By eliminating this office, the administration has also proposed the creation of a different science office that would be under the administrator’s office, and moving some staff to the agency’s program offices, the air, water, chemicals office and the Land and Emergency Management Office. But there’s also been encouraging a number of staff to leave through these deferred resignation programs or early retirements. And by doing so, we are losing a treasure trove of historical knowledge, of scientific expertise, and really it’s going to limit what information, what science would be available for the agency to consider in protecting our health and our environment.
AMY GOODMAN: DOGE talks about the restructuring saving the country money, I think something like $748 million. Are they really saving the government money here, or just using this as an excuse to wipe out regulations that have been put in place to protect Americans?
JENNIFER ORME-ZAVALETA: Yeah, no, it’s not going to be saving — saving money. And first off, the $700 million budget exceeds what ORD’s budget is. And if anything, it’s going to be shifting the economic burden, sending it more to communities, to hospitals, to families, in helping to address their healthy needs.
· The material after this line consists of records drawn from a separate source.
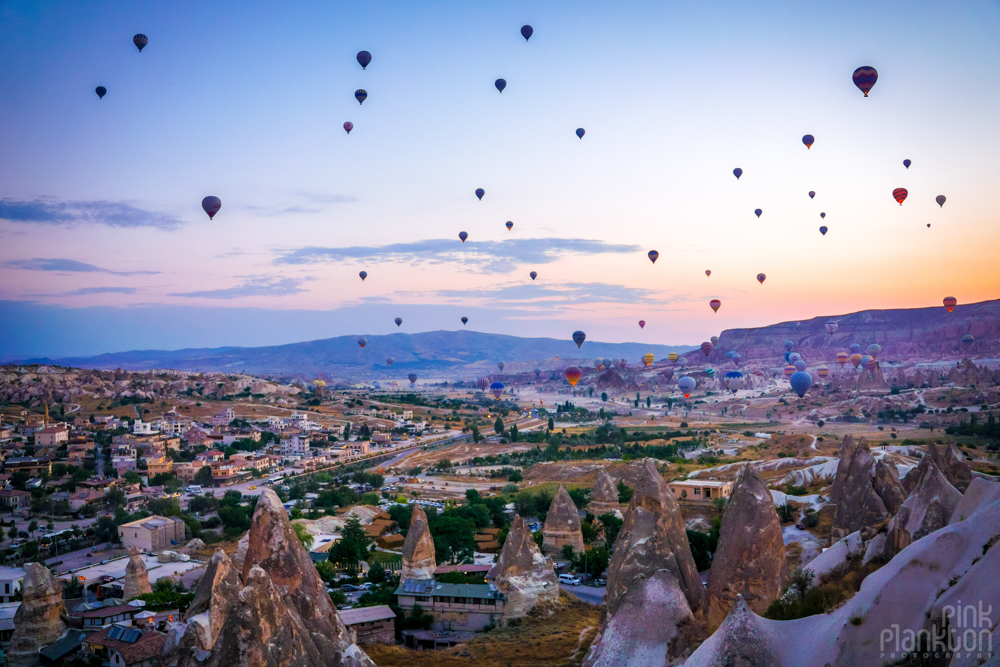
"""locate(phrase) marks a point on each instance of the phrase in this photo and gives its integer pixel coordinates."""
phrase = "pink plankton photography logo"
(962, 631)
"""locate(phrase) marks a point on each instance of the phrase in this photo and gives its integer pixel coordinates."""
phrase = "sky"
(104, 245)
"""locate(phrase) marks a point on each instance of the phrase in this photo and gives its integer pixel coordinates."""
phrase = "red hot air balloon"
(865, 78)
(211, 206)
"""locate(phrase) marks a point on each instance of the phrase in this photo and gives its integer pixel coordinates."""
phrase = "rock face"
(39, 620)
(562, 525)
(136, 581)
(644, 630)
(604, 497)
(418, 549)
(276, 614)
(928, 508)
(524, 575)
(750, 560)
(652, 538)
(853, 493)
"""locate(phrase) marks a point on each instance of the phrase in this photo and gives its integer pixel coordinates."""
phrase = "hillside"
(431, 352)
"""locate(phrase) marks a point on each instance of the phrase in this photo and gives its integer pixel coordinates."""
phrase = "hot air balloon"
(800, 381)
(864, 78)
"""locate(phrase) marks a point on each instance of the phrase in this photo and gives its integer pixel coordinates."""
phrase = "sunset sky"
(104, 246)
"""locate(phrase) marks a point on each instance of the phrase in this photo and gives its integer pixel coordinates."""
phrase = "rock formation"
(136, 581)
(604, 497)
(276, 614)
(39, 620)
(524, 575)
(562, 525)
(750, 559)
(853, 493)
(652, 538)
(928, 508)
(418, 548)
(644, 632)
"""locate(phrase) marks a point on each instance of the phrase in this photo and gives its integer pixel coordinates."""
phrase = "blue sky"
(100, 217)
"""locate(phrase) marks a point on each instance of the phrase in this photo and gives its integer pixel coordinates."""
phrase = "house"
(126, 647)
(370, 625)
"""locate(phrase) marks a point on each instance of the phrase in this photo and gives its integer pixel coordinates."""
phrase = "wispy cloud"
(252, 286)
(47, 211)
(487, 256)
(68, 266)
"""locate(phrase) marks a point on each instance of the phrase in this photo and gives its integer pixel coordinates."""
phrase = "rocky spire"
(604, 497)
(136, 581)
(652, 538)
(39, 620)
(750, 559)
(524, 575)
(562, 524)
(418, 548)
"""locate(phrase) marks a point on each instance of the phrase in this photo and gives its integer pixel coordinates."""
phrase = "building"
(695, 490)
(370, 625)
(154, 533)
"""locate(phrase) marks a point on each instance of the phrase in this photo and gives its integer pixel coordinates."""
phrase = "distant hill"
(434, 352)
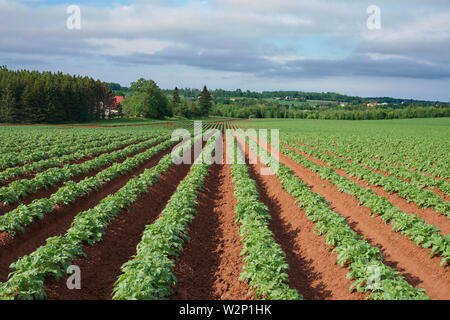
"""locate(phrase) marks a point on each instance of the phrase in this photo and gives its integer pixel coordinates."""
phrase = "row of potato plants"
(414, 177)
(365, 261)
(265, 268)
(411, 226)
(412, 193)
(19, 189)
(83, 150)
(65, 146)
(24, 215)
(27, 281)
(149, 274)
(426, 156)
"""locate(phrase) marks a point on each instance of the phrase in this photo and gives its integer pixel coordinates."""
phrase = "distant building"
(112, 109)
(115, 102)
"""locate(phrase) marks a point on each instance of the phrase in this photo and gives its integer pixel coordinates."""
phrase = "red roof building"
(116, 101)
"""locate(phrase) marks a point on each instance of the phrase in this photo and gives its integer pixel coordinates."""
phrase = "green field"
(345, 199)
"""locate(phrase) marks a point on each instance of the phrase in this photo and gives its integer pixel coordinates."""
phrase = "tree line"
(149, 101)
(45, 97)
(300, 95)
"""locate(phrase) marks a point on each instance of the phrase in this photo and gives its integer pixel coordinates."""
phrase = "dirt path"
(210, 265)
(31, 175)
(57, 222)
(45, 193)
(101, 267)
(409, 259)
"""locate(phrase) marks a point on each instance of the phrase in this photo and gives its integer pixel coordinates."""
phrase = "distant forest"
(35, 97)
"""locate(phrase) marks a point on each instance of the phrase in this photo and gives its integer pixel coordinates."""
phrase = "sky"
(258, 45)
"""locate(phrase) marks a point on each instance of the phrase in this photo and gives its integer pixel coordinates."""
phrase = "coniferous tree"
(31, 96)
(176, 97)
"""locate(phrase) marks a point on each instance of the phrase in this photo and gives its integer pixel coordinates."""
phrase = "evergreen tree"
(176, 97)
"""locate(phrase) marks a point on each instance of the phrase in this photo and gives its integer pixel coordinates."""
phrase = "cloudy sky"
(320, 45)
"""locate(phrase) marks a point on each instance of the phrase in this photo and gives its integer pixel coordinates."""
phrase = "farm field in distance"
(351, 210)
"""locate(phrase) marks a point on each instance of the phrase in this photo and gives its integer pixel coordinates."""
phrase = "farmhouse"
(113, 108)
(115, 103)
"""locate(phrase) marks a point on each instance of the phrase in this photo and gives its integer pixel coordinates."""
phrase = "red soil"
(409, 259)
(45, 193)
(164, 124)
(57, 222)
(31, 175)
(101, 268)
(442, 195)
(313, 272)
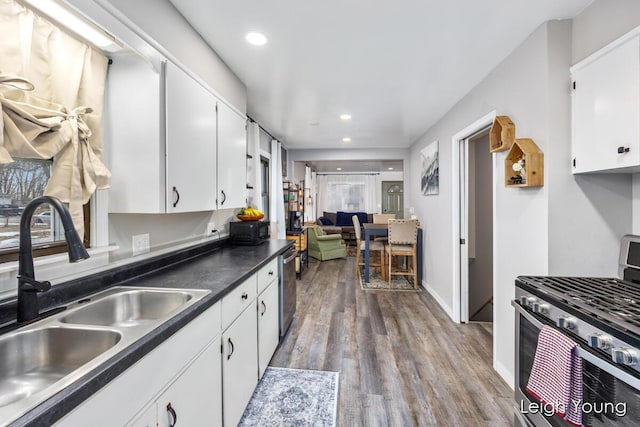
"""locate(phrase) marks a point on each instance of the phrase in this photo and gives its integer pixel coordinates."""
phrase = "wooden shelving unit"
(502, 134)
(527, 150)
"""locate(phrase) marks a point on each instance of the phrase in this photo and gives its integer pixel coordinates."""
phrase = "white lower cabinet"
(185, 361)
(239, 365)
(203, 375)
(193, 399)
(268, 326)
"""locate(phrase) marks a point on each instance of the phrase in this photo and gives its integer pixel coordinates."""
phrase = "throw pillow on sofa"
(325, 221)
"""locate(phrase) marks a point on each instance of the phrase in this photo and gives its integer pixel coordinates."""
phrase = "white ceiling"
(395, 66)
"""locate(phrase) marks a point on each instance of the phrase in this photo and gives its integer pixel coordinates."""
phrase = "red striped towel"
(556, 375)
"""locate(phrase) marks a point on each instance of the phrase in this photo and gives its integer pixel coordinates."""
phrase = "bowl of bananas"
(250, 214)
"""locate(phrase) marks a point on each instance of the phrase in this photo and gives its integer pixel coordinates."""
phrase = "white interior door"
(464, 230)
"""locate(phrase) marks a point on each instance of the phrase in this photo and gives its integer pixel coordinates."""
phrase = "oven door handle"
(600, 362)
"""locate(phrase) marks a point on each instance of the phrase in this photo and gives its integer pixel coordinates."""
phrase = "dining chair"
(382, 219)
(374, 246)
(403, 240)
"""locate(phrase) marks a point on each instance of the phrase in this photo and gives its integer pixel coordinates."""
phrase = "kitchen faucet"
(28, 286)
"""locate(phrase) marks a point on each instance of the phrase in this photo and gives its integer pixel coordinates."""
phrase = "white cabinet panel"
(148, 418)
(195, 398)
(191, 143)
(161, 130)
(234, 303)
(239, 365)
(134, 136)
(123, 399)
(606, 109)
(267, 274)
(232, 158)
(268, 326)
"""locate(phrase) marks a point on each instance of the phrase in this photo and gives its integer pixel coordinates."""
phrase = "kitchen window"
(21, 182)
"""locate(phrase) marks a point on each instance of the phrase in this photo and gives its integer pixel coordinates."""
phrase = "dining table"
(370, 230)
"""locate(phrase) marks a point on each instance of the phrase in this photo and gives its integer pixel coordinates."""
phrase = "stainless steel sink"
(130, 308)
(35, 359)
(41, 359)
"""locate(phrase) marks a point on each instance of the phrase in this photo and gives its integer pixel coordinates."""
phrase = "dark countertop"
(218, 268)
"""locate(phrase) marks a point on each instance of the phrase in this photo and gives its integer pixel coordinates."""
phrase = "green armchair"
(323, 246)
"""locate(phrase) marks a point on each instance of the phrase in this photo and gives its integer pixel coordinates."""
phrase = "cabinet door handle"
(173, 417)
(231, 348)
(622, 150)
(175, 190)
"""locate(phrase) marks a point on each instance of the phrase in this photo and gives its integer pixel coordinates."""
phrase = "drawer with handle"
(267, 275)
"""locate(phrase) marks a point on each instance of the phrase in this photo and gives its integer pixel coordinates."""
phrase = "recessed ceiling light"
(256, 39)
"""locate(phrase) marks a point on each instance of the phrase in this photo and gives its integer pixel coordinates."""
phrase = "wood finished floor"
(402, 361)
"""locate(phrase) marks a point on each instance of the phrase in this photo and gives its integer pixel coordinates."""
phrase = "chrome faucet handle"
(29, 284)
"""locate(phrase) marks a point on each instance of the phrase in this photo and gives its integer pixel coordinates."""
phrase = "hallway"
(402, 361)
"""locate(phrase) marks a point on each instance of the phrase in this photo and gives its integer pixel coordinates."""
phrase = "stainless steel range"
(602, 316)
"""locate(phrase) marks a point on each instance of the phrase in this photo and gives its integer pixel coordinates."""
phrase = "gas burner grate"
(608, 299)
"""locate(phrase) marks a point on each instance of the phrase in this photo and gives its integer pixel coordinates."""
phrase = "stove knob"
(625, 356)
(601, 341)
(566, 322)
(540, 307)
(528, 300)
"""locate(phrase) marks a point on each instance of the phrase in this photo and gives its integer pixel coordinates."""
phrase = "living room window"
(353, 193)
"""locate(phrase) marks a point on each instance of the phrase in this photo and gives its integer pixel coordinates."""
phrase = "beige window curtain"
(51, 94)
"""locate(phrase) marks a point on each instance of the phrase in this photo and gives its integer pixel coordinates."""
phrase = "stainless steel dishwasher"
(287, 289)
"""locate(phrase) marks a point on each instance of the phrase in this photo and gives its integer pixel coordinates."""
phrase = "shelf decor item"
(524, 164)
(502, 134)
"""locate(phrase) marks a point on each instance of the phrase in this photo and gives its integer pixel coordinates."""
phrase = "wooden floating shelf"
(502, 134)
(533, 164)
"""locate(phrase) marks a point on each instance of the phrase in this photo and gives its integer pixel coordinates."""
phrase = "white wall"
(517, 88)
(571, 225)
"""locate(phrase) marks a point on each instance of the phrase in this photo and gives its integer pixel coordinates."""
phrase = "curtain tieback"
(15, 82)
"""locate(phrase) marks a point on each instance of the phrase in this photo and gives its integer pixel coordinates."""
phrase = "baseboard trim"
(446, 307)
(503, 372)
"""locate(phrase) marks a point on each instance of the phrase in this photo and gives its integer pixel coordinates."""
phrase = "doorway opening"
(477, 189)
(393, 198)
(466, 232)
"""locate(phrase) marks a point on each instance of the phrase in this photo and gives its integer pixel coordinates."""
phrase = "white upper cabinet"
(191, 143)
(134, 136)
(232, 158)
(163, 133)
(606, 108)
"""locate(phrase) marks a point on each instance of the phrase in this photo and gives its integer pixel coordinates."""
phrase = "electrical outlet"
(140, 244)
(210, 228)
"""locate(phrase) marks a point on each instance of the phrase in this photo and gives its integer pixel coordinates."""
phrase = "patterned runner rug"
(398, 283)
(293, 397)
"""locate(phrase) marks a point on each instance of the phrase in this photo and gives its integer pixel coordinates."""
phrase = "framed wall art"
(430, 180)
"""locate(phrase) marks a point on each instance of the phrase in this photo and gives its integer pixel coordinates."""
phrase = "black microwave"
(248, 232)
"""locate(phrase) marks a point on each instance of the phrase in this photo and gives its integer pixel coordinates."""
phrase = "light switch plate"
(210, 227)
(140, 244)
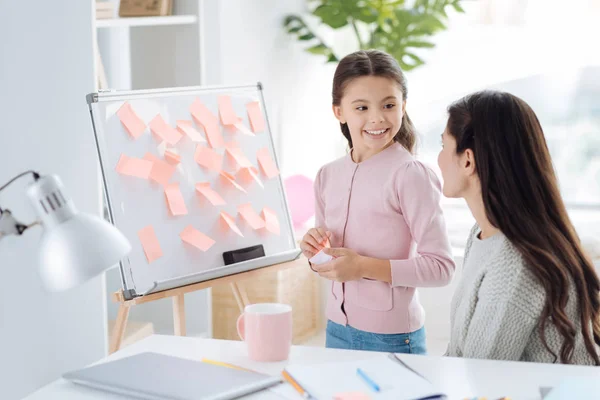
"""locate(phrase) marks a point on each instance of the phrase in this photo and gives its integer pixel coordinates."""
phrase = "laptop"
(155, 376)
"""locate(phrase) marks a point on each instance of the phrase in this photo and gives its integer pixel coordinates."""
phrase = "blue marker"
(368, 380)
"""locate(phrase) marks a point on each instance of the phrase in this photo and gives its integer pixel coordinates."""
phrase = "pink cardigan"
(386, 207)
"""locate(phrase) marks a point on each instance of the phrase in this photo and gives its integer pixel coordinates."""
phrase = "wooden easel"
(178, 301)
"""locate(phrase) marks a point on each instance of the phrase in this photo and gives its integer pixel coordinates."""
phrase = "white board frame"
(107, 163)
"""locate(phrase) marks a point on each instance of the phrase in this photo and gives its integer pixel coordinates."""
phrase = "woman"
(528, 292)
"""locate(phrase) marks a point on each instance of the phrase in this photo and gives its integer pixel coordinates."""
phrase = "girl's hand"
(346, 266)
(314, 240)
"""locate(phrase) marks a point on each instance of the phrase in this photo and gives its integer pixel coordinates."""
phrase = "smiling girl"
(380, 210)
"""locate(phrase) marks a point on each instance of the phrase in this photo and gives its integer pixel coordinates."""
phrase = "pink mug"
(267, 330)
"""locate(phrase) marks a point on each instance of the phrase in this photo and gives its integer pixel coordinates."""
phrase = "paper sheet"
(238, 156)
(352, 396)
(161, 171)
(164, 131)
(320, 258)
(327, 380)
(257, 123)
(150, 243)
(250, 216)
(208, 158)
(130, 120)
(230, 221)
(187, 128)
(271, 221)
(205, 190)
(209, 123)
(196, 238)
(175, 200)
(231, 180)
(249, 175)
(266, 163)
(226, 111)
(172, 157)
(134, 167)
(242, 128)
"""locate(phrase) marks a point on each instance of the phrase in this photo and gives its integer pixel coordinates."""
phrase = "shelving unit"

It’s really — the cost saving is just a guise. It’s misleading, and it’s going to have consequences for the American taxpayer. People are not going to be protected. So, I’ll leave it there.
AMY GOODMAN: Let me ask you something. The EPA says it will create a new office called the Office of Applied Science and Environmental Solutions to replace your office’s functions. Could you talk about the significance of this?
JENNIFER ORME-ZAVALETA: Sure. So, right now the Office of Research and Development is a national program office, and it’s to be led by a Senate-confirmed leader, assistant administrator. And those assistant administrators have usually been very well respected, renowned scientists. By moving this office, by eliminating ORD and moving it to the administrator’s office, it will not be led by a Senate-confirmed leader. It will be under the administrator’s office, which opens the door for perhaps greater political oversight. And it’s unclear, really, what the function of this office is going to be, what kind of research, if any, they’ll be conducting, or are they going to be really an in-house contract laboratory that will only do work as requested by the programs within the agency?
AMY GOODMAN: Jennifer Orme-Zavaleta, I want to thank for being with us, former principal deputy assistant administrator for science at the EPA Office of Research Development — Research and Development. The EPA has announced it’s shuttering this scientific research arm, with hundreds of scientists expected to be impacted, not to mention the number of people across this country.